“Welcome everybody and Happy New Year!” said Chinese teacher Lin Wang, as he kicked off the morning’s Assembly. “Today is a big celebration for the whole community – not just the Asian community!”
On the morning of February 11, all Middle School students convened over Zoom for special presentations by their teachers and peers to celebrate the Lunar New Year.
The Lunar New Year, often referred to as Chinese New Year, marks the first new moon of the lunar calendar. Many people are mistaken in thinking this holiday is only celebrated in China, but it is a treasured tradition in several countries in Asia, such as Korea, Vietnam, Singapore, Japan, Mongolia and others.
“2021 is the Year of the Ox,” said Middle School Spanish teacher Debora Lee, who was now center-screen. “A year meant to bring good health and good fortune.” As she spoke, she pulled up a PowerPoint to reveal a Korean phrase: 새해 복 많이 받으세요.
She explained that the phrase is composed of distinct characters to signify “Happy New Year.” 새해 (saehae) translates to ‘New Year,’ 복 (bok) means ‘luck,’ and 많이 (mani) means ‘many’ or ‘lots of’. 받으세요 (badeuseyo) is the honorific way of saying 받다 (batda), or ‘to receive’.
Middle School students then took turns describing special foods eaten to commemorate the Lunar New Year. In Korea, rice cakes are enjoyed because they resemble coins, equating to prosperity; while in China, it is typical to eat spring rolls (resembling gold); steamed fish (for excess and abundance); and dumplings (as they resemble ancient Chinese money).
Next to the virtual mic was Class 5 teacher Jenet Dibble. “Lunar New Year is very special to me because of my Chinese heritage,” she said.
She shared a short, animated video titled “The Myth of the Chinese Zodiac” to explain which animal is assigned to each birth year and why. The 12 animals that make up the Chinese Zodiac are Rat, Ox, Tiger, Rabbit, Dragon, Snake, Horse, Goat, Monkey, Rooster, Dog and Pig – in that order.
The video clarifies that this order was determined because of “a great race” planned by the Jade Emperor (Ruler of the Heavens). The first 12 animals to make it across the river would get a place in the Zodiac in the order they arrived. As the legend goes, the clever rat claimed first place by riding the ox across the river and jumping across the finish line before the ox had the chance.
Ms. Dibble then shared a chart that showed each animal’s corresponding birth years and the strengths and lucky colors attributed to those born in those years. Ms. Dibble noted, for example, “Most of my Class 5 students were born in 2009, the Year of the Ox; meaning you are honest, faithful and persistent. Your lucky colors are white, silver and cream.”

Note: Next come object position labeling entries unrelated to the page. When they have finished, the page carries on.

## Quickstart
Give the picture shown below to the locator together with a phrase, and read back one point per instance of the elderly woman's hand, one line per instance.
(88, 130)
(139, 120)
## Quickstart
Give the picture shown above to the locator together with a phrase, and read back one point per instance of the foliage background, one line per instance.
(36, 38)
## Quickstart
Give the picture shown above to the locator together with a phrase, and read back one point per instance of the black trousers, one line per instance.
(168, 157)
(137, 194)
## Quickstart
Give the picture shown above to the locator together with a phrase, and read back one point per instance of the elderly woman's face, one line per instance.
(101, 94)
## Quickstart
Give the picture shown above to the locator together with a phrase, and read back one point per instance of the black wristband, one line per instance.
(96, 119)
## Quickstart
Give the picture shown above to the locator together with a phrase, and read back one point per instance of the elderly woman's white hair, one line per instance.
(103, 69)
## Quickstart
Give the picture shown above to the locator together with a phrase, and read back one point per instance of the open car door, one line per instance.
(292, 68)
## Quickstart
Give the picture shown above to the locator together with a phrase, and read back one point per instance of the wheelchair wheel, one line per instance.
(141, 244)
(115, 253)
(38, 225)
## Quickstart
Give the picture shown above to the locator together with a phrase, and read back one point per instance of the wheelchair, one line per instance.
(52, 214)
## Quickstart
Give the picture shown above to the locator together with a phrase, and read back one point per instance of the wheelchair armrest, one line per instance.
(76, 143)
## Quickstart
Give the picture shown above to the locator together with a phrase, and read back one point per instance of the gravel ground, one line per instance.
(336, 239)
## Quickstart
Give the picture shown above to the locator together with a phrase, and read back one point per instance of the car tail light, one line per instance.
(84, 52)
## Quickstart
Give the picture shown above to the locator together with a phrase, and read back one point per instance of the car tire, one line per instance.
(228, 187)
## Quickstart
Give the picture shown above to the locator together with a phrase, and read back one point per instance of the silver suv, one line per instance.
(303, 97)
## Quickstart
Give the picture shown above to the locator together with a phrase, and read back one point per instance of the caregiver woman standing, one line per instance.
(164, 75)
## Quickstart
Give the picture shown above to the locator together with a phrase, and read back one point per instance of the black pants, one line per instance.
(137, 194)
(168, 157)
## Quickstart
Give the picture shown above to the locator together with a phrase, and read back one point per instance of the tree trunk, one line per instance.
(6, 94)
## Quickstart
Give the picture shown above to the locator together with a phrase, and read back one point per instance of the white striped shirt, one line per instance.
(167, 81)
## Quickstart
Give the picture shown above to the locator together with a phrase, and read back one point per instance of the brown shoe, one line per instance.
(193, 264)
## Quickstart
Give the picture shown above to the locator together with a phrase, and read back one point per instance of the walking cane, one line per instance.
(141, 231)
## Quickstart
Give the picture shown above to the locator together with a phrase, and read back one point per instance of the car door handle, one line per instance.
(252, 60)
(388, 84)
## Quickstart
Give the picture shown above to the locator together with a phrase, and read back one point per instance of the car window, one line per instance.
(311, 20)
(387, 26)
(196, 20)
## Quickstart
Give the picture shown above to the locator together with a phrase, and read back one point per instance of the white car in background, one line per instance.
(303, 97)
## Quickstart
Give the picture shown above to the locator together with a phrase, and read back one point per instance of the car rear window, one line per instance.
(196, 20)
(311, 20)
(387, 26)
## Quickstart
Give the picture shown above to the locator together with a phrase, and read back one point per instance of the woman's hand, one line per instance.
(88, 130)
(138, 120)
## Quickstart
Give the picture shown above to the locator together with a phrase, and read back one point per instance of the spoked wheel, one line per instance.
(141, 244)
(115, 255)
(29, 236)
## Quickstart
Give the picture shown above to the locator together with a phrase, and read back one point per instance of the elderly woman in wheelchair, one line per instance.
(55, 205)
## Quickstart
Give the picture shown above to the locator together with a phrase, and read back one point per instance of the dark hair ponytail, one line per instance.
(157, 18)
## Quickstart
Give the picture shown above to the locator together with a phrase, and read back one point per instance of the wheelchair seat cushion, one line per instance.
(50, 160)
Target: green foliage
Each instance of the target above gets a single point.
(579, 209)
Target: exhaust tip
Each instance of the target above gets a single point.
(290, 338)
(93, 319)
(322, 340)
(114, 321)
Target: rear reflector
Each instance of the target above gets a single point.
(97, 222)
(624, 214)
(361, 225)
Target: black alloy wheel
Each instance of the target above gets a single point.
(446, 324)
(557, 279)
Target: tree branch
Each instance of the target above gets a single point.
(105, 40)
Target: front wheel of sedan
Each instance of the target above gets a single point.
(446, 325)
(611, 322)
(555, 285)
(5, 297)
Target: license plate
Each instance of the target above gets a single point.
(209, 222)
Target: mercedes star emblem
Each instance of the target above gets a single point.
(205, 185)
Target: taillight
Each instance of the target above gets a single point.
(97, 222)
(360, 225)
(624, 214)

Yojin Chung, Head of the Middle School Math Department, showed students traditional Korean dress worn in celebration. “I was born in Korea and came to the United States when I was seven,” she shared as she described the big celebrations that took place when she was younger. She also showed examples of fun games she played as a child to honor the new year.
In China, children traditionally receive distinctive red envelopes for the Lunar New Year that symbolize luck and well wishes, often with money tucked inside.
After hearing from their teachers and friends, several Middle School students used the remaining time to share poems, skits or personal photos to showcase their own unique celebrations.
“If there was ever a year for good luck and good health, it’s this one!” concluded Head of Middle School Mary Rafferty. “Thank you for sharing your experiences with me and all of us. Happy weekend and Happy New Year!”